Monday 20 September 2010

Alan Rusbridger: How libel laws stifle the press

Guardian editor-in-chief Alan Rusbridger in the Spectator has written about how the libel laws in Britain stifle the press.

He writes: "It feels wrong, as a journalist, to be letting outsiders into this secret, but it is really quite easy to cover things up in England. If you are determined enough it won’t cost you a penny to buy silence. Nor does it even much matter whether you live in this country: our legal system stands ready to help all-comers. It couldn’t be simpler. You hire a solicitor with a working knowledge of Britain’s libel laws to fire off a fierce letter to whichever journalist has been pestering you. It will be the opening salvo in a process which rapidly threatens to become eye-wateringly expensive.

"If it’s a local paper that may well be all it takes. Most local editors will admit to having quietly shelved stories or investigations, not because they were wrong, but because the paper simply couldn’t afford the cost of fighting an action. Game over.

"Other editors may sit and ponder a bit. They will reflect on how many such actions they have already had to defend — how many hundreds of hours and millions of pounds have gone down the drain. They know the next step: if they publish they can expect your solicitor to send another salvo — this time under a conditional fee arrangement, which will allow him/her to double their hourly charges if they win."

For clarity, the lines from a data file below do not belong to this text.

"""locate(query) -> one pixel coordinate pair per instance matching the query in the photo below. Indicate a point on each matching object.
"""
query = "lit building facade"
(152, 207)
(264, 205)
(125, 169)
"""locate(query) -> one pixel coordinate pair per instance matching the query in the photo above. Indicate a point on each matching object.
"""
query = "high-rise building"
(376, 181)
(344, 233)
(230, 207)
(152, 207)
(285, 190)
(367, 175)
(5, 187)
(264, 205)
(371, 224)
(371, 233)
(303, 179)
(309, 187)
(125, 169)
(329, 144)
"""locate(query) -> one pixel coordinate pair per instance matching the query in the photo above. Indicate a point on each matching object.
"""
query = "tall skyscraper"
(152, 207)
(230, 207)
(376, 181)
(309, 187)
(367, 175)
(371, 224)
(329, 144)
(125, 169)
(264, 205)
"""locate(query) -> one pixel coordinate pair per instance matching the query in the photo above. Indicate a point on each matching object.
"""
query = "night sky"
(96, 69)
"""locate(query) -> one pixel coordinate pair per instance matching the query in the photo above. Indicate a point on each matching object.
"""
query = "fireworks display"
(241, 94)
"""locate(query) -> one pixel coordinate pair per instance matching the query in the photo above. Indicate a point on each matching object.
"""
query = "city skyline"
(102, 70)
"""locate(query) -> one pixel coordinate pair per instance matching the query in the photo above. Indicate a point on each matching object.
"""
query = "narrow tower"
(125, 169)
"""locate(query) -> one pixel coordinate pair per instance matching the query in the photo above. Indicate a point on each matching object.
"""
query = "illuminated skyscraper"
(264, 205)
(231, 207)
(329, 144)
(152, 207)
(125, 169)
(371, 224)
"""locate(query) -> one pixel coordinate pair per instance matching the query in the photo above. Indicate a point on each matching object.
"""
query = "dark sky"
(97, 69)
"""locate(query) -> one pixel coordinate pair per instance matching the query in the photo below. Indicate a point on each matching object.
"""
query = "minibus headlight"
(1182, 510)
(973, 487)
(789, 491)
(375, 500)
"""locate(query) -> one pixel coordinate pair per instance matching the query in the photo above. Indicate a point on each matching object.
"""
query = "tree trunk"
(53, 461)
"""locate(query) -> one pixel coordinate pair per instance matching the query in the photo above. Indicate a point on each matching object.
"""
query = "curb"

Rusbridger refers to the libel reform Bill proposed by Lord Lester and the Goverrnment's plan to bring in its own reforms. He concludes:"Lester is optimistic that the government will stick to its promise in its May coalition agreement to back libel reform. Let’s hope he’s right. We pride ourselves as the country which invented free speech — Milton, Wilkes, Cobbett and the rest. We’ve been in some danger of losing it."